Cohen, who is also the chairman of both the Greater Philadelphia Chamber of Commerce and the University of Pennsylvania, has a unique vantage point on the region’s technology, political and cultural vanguard.

David L. Cohen doesn’t run Comcast.
He didn’t run the Rendell mayoral administration either, and he doesn’t run the University of Pennsylvania or the Greater Philadelphia Chamber of Commerce, nor does he have any of the titles that put him as the figurehead of any of the organizations that his fingerprints are on.
But he’s always in the conversations.
The Comcast Executive Vice President who spent much of the early 1990s as Ed Rendell’s mayoral chief of staff — as immortalized by Buzz Bissinger’s noted book ‘A Prayer for the City‘ — and before it had a private law career is as well-connected as they come.
So, Cohen, who is also the chairman of both the Greater Philadelphia Chamber of Commerce and the University of Pennsylvania, has a unique vantage point on the region’s technology, political and cultural vanguard. Below, Cohen talks to Technically Philly about bolstering college graduate retention, the true affects of the NBC deal and why that purchase has something to do with Vietnam.

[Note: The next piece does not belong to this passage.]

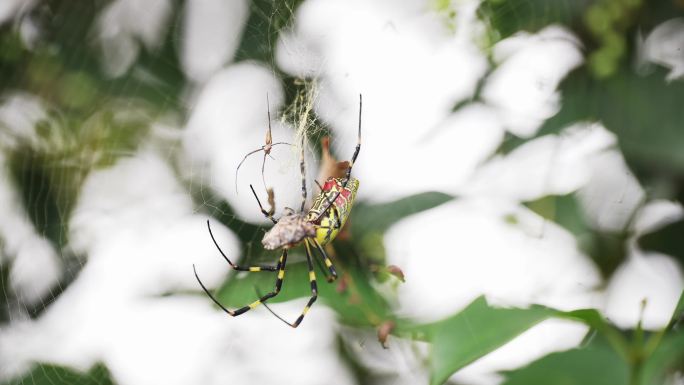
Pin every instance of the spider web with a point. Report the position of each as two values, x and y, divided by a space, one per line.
119 172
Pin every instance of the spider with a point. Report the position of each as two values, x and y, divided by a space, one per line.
314 228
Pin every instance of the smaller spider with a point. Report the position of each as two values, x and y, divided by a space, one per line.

As always edited for length and clarity.
You’re a man who is known for relationships, for knowing people and the inner workings of the city to be sure. Tell us a little about what an average day is like for you, what you’ve been doing for Comcast.
There are answers that are about process and [answers] that are more substantive.
In process, I’m probably spending 75 percent of my time outside of Philadelphia and a tremendous amount of time in Washington [D.C.], New York and Los Angeles — all of which are related to the NBCU transaction.
Also, as a matter of my own management style, I’ve always said, ‘once every two years, try to get out to every region that Comcast does business. Try to do some combination of employee meetings, press meetings and community affairs meetings. For Comcast Cares Day, we have senior executives fan out across the country. I [went] to Seattle and Portland.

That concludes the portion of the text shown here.